On a trip to the grocery store that week, the odometer caught my eye. I looked down at a red light for no particular reason, but I would have been blind to miss it: I caught it at 77,777 miles. Liz’s favorite number, five in a row. That hit me hard. If I had looked at the next light, the number would not have been nearly as jarring. I didn’t think this moment had some grandiose meaning, but I wondered how someone else might interpret it. Many would say that this was a sign from Liz, that she was still with me even though she was dead. I thought that kind of thing was utter bullshit; I knew it was just a random coincidence and that my mind was trying to assign meaning to it. But sign or not, it was definitely fucking weird.
It was time. I had to get rid of Liz’s car—it was the right decision. I called the guy up and told him that two thousand dollars was a fair price, and that he needed to pick the car up immediately.

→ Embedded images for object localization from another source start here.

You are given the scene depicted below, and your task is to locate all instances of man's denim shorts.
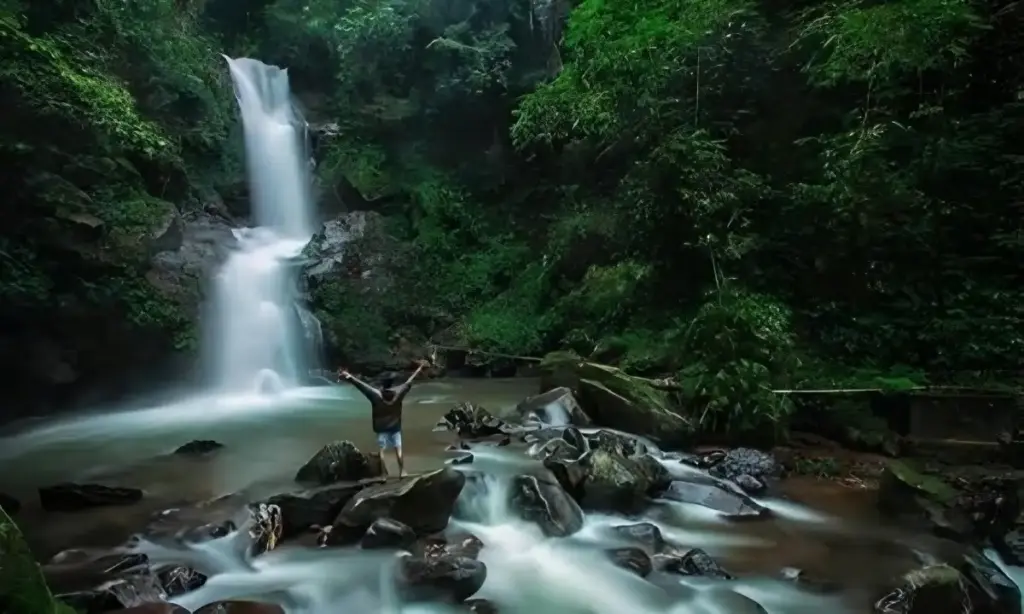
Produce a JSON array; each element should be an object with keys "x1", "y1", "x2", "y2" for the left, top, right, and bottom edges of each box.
[{"x1": 376, "y1": 429, "x2": 402, "y2": 450}]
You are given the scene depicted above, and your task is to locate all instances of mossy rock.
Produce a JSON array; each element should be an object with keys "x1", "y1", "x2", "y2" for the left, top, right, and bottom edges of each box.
[
  {"x1": 539, "y1": 351, "x2": 693, "y2": 447},
  {"x1": 877, "y1": 460, "x2": 970, "y2": 539},
  {"x1": 0, "y1": 507, "x2": 75, "y2": 614}
]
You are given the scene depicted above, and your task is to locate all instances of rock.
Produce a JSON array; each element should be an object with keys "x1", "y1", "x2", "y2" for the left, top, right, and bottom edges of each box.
[
  {"x1": 44, "y1": 551, "x2": 150, "y2": 595},
  {"x1": 578, "y1": 449, "x2": 670, "y2": 513},
  {"x1": 733, "y1": 474, "x2": 767, "y2": 495},
  {"x1": 655, "y1": 548, "x2": 733, "y2": 580},
  {"x1": 705, "y1": 448, "x2": 781, "y2": 485},
  {"x1": 361, "y1": 518, "x2": 417, "y2": 550},
  {"x1": 542, "y1": 456, "x2": 588, "y2": 499},
  {"x1": 606, "y1": 547, "x2": 653, "y2": 577},
  {"x1": 779, "y1": 567, "x2": 841, "y2": 593},
  {"x1": 119, "y1": 605, "x2": 192, "y2": 614},
  {"x1": 0, "y1": 492, "x2": 20, "y2": 514},
  {"x1": 539, "y1": 352, "x2": 693, "y2": 447},
  {"x1": 464, "y1": 598, "x2": 499, "y2": 613},
  {"x1": 147, "y1": 210, "x2": 237, "y2": 320},
  {"x1": 562, "y1": 426, "x2": 589, "y2": 452},
  {"x1": 588, "y1": 429, "x2": 648, "y2": 457},
  {"x1": 436, "y1": 402, "x2": 509, "y2": 439},
  {"x1": 261, "y1": 482, "x2": 367, "y2": 540},
  {"x1": 661, "y1": 478, "x2": 769, "y2": 519},
  {"x1": 333, "y1": 468, "x2": 465, "y2": 540},
  {"x1": 295, "y1": 441, "x2": 382, "y2": 485},
  {"x1": 508, "y1": 387, "x2": 591, "y2": 426},
  {"x1": 877, "y1": 460, "x2": 970, "y2": 540},
  {"x1": 144, "y1": 496, "x2": 240, "y2": 544},
  {"x1": 39, "y1": 483, "x2": 143, "y2": 512},
  {"x1": 57, "y1": 571, "x2": 168, "y2": 614},
  {"x1": 449, "y1": 453, "x2": 475, "y2": 466},
  {"x1": 196, "y1": 602, "x2": 286, "y2": 614},
  {"x1": 528, "y1": 437, "x2": 580, "y2": 463},
  {"x1": 509, "y1": 474, "x2": 584, "y2": 537},
  {"x1": 958, "y1": 548, "x2": 1021, "y2": 613},
  {"x1": 417, "y1": 533, "x2": 485, "y2": 560},
  {"x1": 396, "y1": 555, "x2": 487, "y2": 603},
  {"x1": 612, "y1": 522, "x2": 666, "y2": 554},
  {"x1": 173, "y1": 440, "x2": 224, "y2": 455},
  {"x1": 158, "y1": 565, "x2": 208, "y2": 597},
  {"x1": 873, "y1": 564, "x2": 970, "y2": 614}
]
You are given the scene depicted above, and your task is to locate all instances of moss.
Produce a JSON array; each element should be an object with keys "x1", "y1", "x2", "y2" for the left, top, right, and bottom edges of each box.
[
  {"x1": 885, "y1": 460, "x2": 957, "y2": 502},
  {"x1": 0, "y1": 507, "x2": 75, "y2": 614}
]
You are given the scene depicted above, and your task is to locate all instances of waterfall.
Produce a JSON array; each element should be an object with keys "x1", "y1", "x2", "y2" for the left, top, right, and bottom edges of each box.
[{"x1": 206, "y1": 57, "x2": 323, "y2": 393}]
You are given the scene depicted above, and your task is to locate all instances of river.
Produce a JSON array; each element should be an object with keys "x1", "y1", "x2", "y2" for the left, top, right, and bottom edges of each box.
[{"x1": 0, "y1": 378, "x2": 1020, "y2": 613}]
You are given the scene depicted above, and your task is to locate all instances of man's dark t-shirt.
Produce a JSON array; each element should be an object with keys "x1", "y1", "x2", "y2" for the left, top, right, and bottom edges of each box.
[{"x1": 349, "y1": 379, "x2": 411, "y2": 432}]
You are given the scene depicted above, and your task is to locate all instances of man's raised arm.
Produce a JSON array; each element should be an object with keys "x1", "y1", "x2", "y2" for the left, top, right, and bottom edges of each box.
[
  {"x1": 394, "y1": 360, "x2": 428, "y2": 402},
  {"x1": 338, "y1": 369, "x2": 382, "y2": 403}
]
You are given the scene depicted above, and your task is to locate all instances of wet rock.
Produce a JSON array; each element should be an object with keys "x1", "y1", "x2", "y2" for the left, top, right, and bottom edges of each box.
[
  {"x1": 539, "y1": 353, "x2": 694, "y2": 447},
  {"x1": 699, "y1": 590, "x2": 769, "y2": 613},
  {"x1": 706, "y1": 448, "x2": 781, "y2": 485},
  {"x1": 449, "y1": 453, "x2": 475, "y2": 465},
  {"x1": 588, "y1": 430, "x2": 647, "y2": 457},
  {"x1": 464, "y1": 598, "x2": 499, "y2": 613},
  {"x1": 44, "y1": 551, "x2": 150, "y2": 595},
  {"x1": 958, "y1": 548, "x2": 1021, "y2": 613},
  {"x1": 119, "y1": 605, "x2": 192, "y2": 614},
  {"x1": 578, "y1": 449, "x2": 670, "y2": 513},
  {"x1": 396, "y1": 555, "x2": 487, "y2": 603},
  {"x1": 417, "y1": 533, "x2": 484, "y2": 560},
  {"x1": 543, "y1": 455, "x2": 588, "y2": 499},
  {"x1": 606, "y1": 547, "x2": 653, "y2": 577},
  {"x1": 509, "y1": 387, "x2": 591, "y2": 426},
  {"x1": 436, "y1": 402, "x2": 509, "y2": 439},
  {"x1": 0, "y1": 492, "x2": 20, "y2": 514},
  {"x1": 779, "y1": 567, "x2": 841, "y2": 593},
  {"x1": 196, "y1": 602, "x2": 286, "y2": 614},
  {"x1": 874, "y1": 564, "x2": 969, "y2": 614},
  {"x1": 733, "y1": 474, "x2": 767, "y2": 495},
  {"x1": 261, "y1": 482, "x2": 367, "y2": 540},
  {"x1": 661, "y1": 478, "x2": 769, "y2": 519},
  {"x1": 562, "y1": 426, "x2": 589, "y2": 452},
  {"x1": 612, "y1": 522, "x2": 666, "y2": 553},
  {"x1": 39, "y1": 483, "x2": 143, "y2": 512},
  {"x1": 655, "y1": 548, "x2": 732, "y2": 580},
  {"x1": 57, "y1": 571, "x2": 168, "y2": 614},
  {"x1": 295, "y1": 440, "x2": 383, "y2": 485},
  {"x1": 333, "y1": 468, "x2": 465, "y2": 540},
  {"x1": 144, "y1": 496, "x2": 240, "y2": 543},
  {"x1": 876, "y1": 460, "x2": 972, "y2": 540},
  {"x1": 158, "y1": 565, "x2": 208, "y2": 597},
  {"x1": 361, "y1": 518, "x2": 417, "y2": 550},
  {"x1": 173, "y1": 440, "x2": 224, "y2": 455},
  {"x1": 528, "y1": 437, "x2": 580, "y2": 462},
  {"x1": 249, "y1": 503, "x2": 283, "y2": 554},
  {"x1": 509, "y1": 474, "x2": 584, "y2": 537}
]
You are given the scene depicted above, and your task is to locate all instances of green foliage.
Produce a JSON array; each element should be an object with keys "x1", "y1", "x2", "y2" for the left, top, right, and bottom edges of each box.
[
  {"x1": 0, "y1": 506, "x2": 75, "y2": 614},
  {"x1": 676, "y1": 289, "x2": 798, "y2": 433}
]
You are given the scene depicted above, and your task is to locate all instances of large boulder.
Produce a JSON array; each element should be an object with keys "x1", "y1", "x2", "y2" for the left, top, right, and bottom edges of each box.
[
  {"x1": 294, "y1": 441, "x2": 383, "y2": 485},
  {"x1": 436, "y1": 402, "x2": 510, "y2": 439},
  {"x1": 259, "y1": 482, "x2": 368, "y2": 540},
  {"x1": 873, "y1": 564, "x2": 972, "y2": 614},
  {"x1": 331, "y1": 468, "x2": 466, "y2": 541},
  {"x1": 538, "y1": 352, "x2": 693, "y2": 447},
  {"x1": 577, "y1": 449, "x2": 671, "y2": 513},
  {"x1": 396, "y1": 555, "x2": 487, "y2": 603}
]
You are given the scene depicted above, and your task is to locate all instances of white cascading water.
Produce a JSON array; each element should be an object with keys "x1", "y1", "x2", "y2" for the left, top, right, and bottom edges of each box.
[{"x1": 210, "y1": 57, "x2": 320, "y2": 393}]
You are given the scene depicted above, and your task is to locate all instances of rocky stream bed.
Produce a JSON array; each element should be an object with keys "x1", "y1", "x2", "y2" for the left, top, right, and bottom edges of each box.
[{"x1": 2, "y1": 383, "x2": 1024, "y2": 614}]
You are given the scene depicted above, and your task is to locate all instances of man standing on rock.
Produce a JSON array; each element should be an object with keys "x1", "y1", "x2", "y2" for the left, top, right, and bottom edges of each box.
[{"x1": 337, "y1": 360, "x2": 429, "y2": 478}]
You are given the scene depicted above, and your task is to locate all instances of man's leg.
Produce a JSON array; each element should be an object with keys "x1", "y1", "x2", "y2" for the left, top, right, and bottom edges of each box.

He came over the next day to drop off a check and get the keys, but he said that he’d pick it up in a few days.
“I’m going to New York in three days,” I told him. “I need it gone by the time I get back.”

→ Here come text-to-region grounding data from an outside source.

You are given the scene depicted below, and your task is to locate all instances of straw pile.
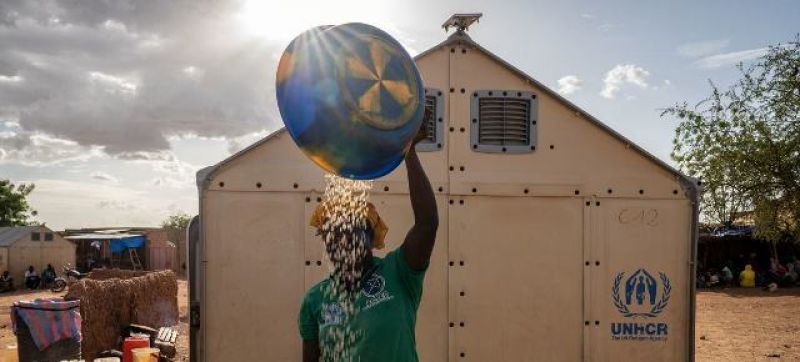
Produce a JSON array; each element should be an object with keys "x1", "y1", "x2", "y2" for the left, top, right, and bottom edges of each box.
[
  {"x1": 88, "y1": 269, "x2": 148, "y2": 280},
  {"x1": 65, "y1": 270, "x2": 178, "y2": 360}
]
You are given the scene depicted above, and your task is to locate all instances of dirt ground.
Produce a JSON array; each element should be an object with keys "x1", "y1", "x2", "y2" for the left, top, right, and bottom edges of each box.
[
  {"x1": 695, "y1": 288, "x2": 800, "y2": 361},
  {"x1": 0, "y1": 282, "x2": 797, "y2": 360}
]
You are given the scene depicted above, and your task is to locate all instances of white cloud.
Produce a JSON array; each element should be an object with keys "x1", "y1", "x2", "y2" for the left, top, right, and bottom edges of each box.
[
  {"x1": 88, "y1": 71, "x2": 138, "y2": 95},
  {"x1": 0, "y1": 2, "x2": 282, "y2": 157},
  {"x1": 0, "y1": 130, "x2": 103, "y2": 166},
  {"x1": 24, "y1": 179, "x2": 197, "y2": 229},
  {"x1": 97, "y1": 200, "x2": 137, "y2": 211},
  {"x1": 226, "y1": 129, "x2": 270, "y2": 154},
  {"x1": 695, "y1": 47, "x2": 769, "y2": 69},
  {"x1": 580, "y1": 13, "x2": 596, "y2": 19},
  {"x1": 0, "y1": 75, "x2": 24, "y2": 83},
  {"x1": 677, "y1": 40, "x2": 730, "y2": 58},
  {"x1": 151, "y1": 176, "x2": 189, "y2": 189},
  {"x1": 182, "y1": 65, "x2": 204, "y2": 79},
  {"x1": 102, "y1": 19, "x2": 127, "y2": 32},
  {"x1": 557, "y1": 75, "x2": 583, "y2": 95},
  {"x1": 121, "y1": 150, "x2": 198, "y2": 189},
  {"x1": 600, "y1": 64, "x2": 650, "y2": 99},
  {"x1": 381, "y1": 23, "x2": 419, "y2": 56},
  {"x1": 664, "y1": 79, "x2": 672, "y2": 86},
  {"x1": 3, "y1": 121, "x2": 21, "y2": 128},
  {"x1": 599, "y1": 23, "x2": 618, "y2": 31},
  {"x1": 90, "y1": 171, "x2": 119, "y2": 183}
]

As the lone soul who had wanted the car to remain, I now felt strangely insistent that it disappear as soon as possible. I’d made the decision to sell it, and I wanted it gone before I found a reason to change my mind.
I knew the morning we set out for New York was the last time I would see Liz’s car. Before we left for LAX at five o’clock, I stood on my quiet, empty street with Maddy asleep in my arms, just staring at it. If any of my neighbors had seen me, they probably would have thought I was out of my fucking mind. It was bad enough that I had left this ugly, goddamned thing just sitting outside my house for the past seven months, taking up a precious parking spot. I waved at the car, and headed out to the airport. I wasn’t sad. I was mostly mad at myself for acting like a jackass and waving at an inanimate object.

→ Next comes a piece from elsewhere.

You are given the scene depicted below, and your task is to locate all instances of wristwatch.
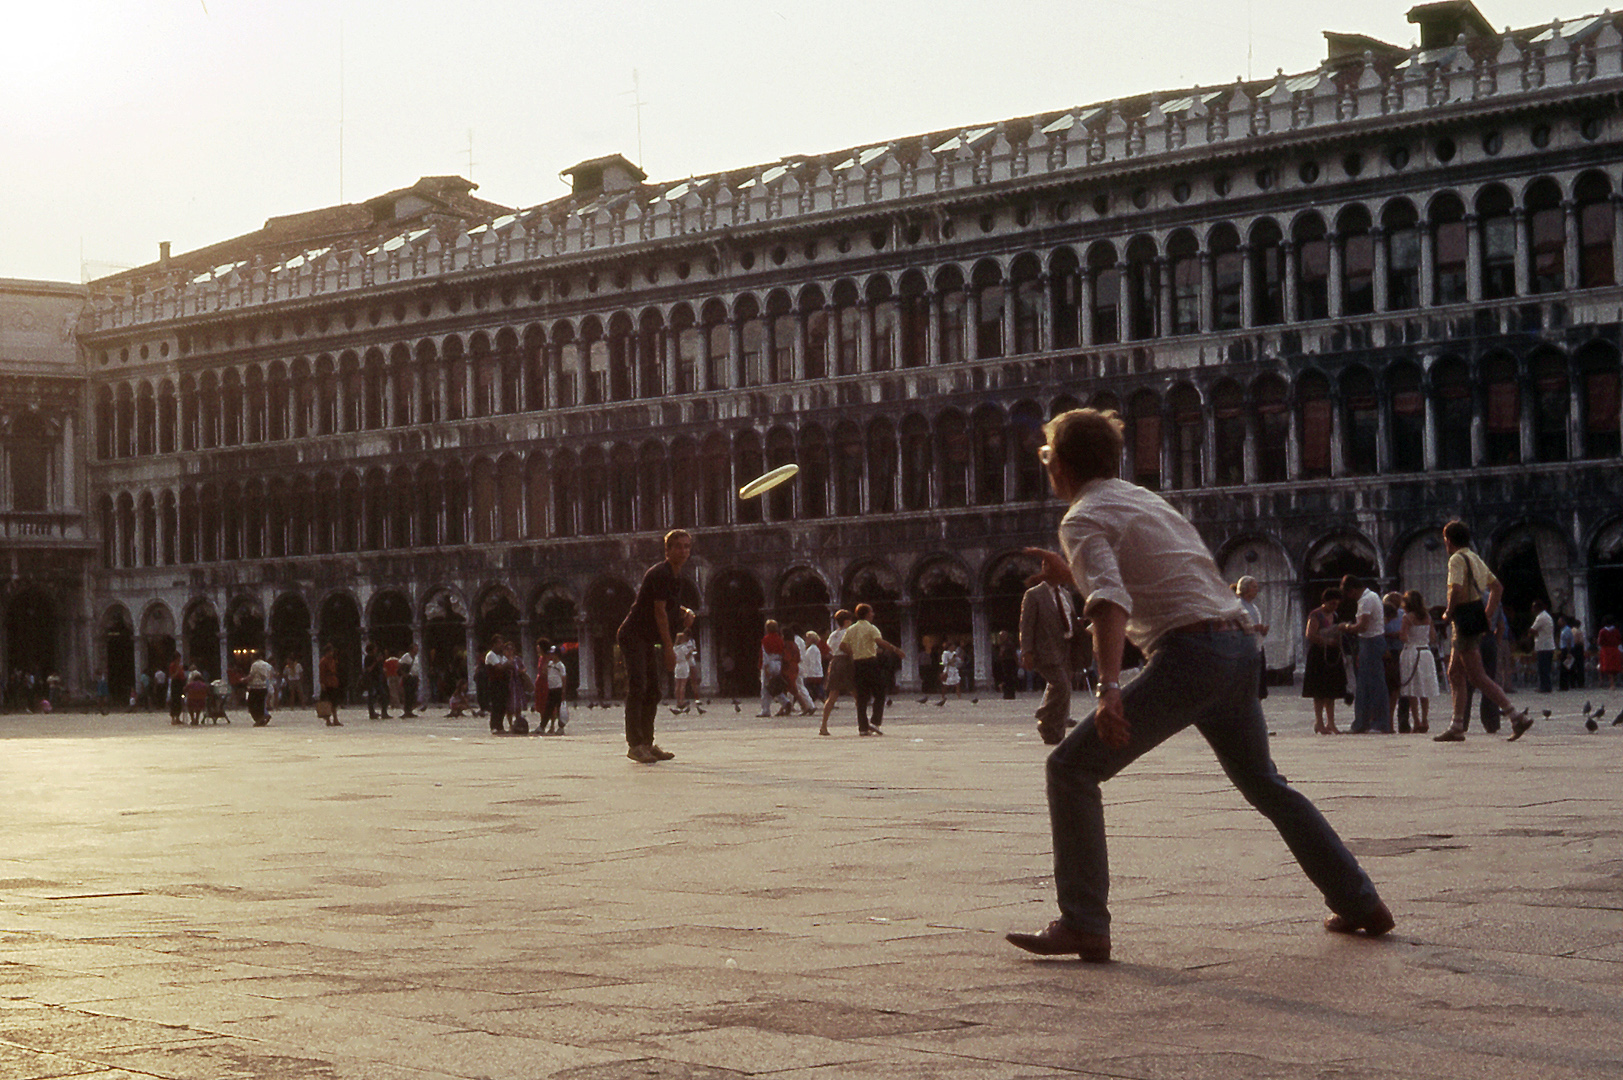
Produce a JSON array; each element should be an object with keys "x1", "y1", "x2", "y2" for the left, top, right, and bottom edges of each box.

When we got home from New York a few days later, it was after midnight and the street was just as quiet as when we had left. The car was gone. I looked at the inscriptions on my inner wrists—it was as if Liz had scribbled on me just that morning with a Sharpie. I had decided to get the numbers that represented the two most important dates of my life inscribed on my skin a few months earlier: 24 on the left, 25 on the right. I hadn’t even pondered it for very long; it was a random idea that felt so right that I headed out to get them almost immediately. When I walked outside and saw Liz’s car parked behind mine that day, the idea crystallized in my mind, and I realized that the numbers had to be in Liz’s handwriting.
I found a sheet of paper in the drawer of her bedside table with equations she had scribbled, trying to calculate how long she could make her maternity leave last. I scanned the page and found crisp examples of a 2, a 4, and a 5, with her distinctive and elegantly looping cursive. They were the two most significant dates in my life, and they were the very first symbols that ever meant enough for me to have etched onto my body.
Even though I was beginning to let go of these tangible objects, I knew that I would never lose my connection to Liz. Sometimes I had to let logic overrule emotion—it didn’t make any sense to hang on to a rusty razor or a shirt she had given me that no longer fit. But I had memories, and I had Madeline. And thanks to these tattoos, I had a permanent reminder of my wife.